Namun, berbeda saat mengungkap kasus-kasus lainnya, seperti dugaan makar terhadap Presiden Joko Widodo oleh sejumlah aktivis dan para ulama.

“Saya kira ini agak lambat dibanding yang lain, seperti persoalan makar. Bahkan kasus lain dapat prioritas. Saya kira ini menjadi perhatian publik yang cukup lama dan juga tentu saja Novel memerlukan keadilan,” kata Fadli kepada wartawan Gedung DPR, Senayan, Jakarta, Senin (31/7/2017).

Fadli Zon  meminta Polri segera menyelesaikan kasus teror kepada Novel karena telah menjadi perhatian publik.

Menurutnya, pengungkapan kasus yang lamban justru menimbulkan adanya fakta-fakta yang ditutupi oleh Polri.

“Karena ini sudah berjalan hampir 4 bulan dan biasanya untuk kasus lain berjalan cepat. Tetapi dalam kasus ini berjalan lambat dan ada kesan yang mungkin ditutupi atau kesan yang tidak transparan,” papar Fadli.

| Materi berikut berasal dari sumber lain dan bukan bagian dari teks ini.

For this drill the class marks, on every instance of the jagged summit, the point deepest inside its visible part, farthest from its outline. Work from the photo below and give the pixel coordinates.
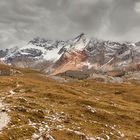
(74, 54)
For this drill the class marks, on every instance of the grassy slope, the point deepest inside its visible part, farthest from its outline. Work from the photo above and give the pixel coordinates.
(70, 110)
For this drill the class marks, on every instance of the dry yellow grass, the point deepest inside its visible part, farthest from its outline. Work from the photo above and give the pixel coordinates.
(71, 110)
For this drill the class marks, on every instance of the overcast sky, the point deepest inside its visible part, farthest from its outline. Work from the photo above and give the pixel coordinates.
(22, 20)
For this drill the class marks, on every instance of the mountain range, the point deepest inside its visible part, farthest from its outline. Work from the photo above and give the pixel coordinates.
(78, 54)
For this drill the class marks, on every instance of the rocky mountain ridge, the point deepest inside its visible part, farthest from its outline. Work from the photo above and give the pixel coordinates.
(78, 54)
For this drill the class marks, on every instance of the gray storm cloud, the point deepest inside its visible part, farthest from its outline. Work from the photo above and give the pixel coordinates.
(21, 20)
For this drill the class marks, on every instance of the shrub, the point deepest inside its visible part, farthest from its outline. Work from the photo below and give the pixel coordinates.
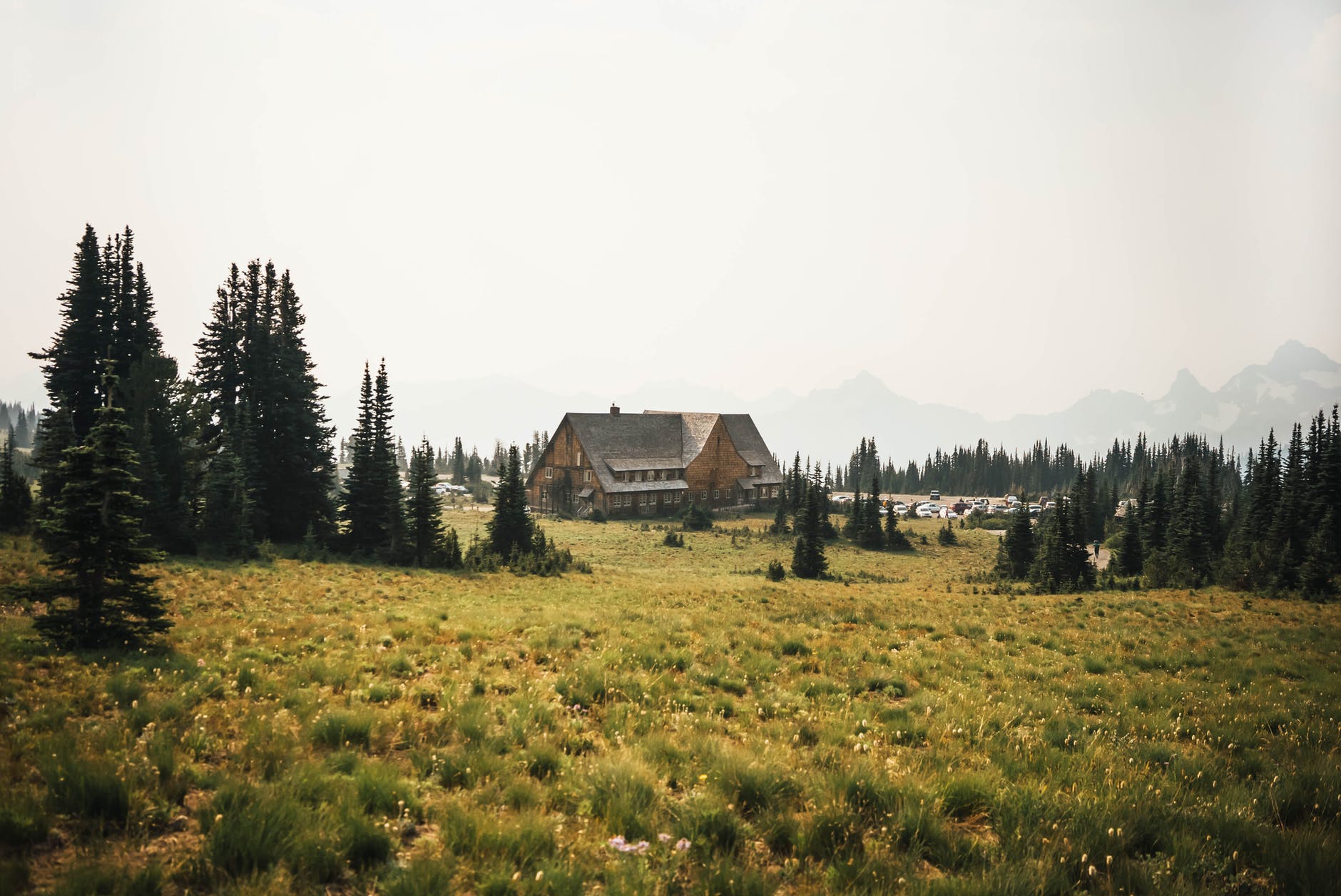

“Jadi, memang pihak Polri tentu punya deadline dalam menyelesaikan persoalan ini sehingga kita bisa move on, tidak selalu mempertanyakan kenapa ini tidak selesai. Kira-kira begitu,” tambahnya.

Sebelumnya (Kamis), Presiden Joko Widodo memanggil Kapolri Jenderal Tito Karnavian ke Istana Negara, dan pemanggilan ini terkait dengan penanganan kasus Novel Baswedan.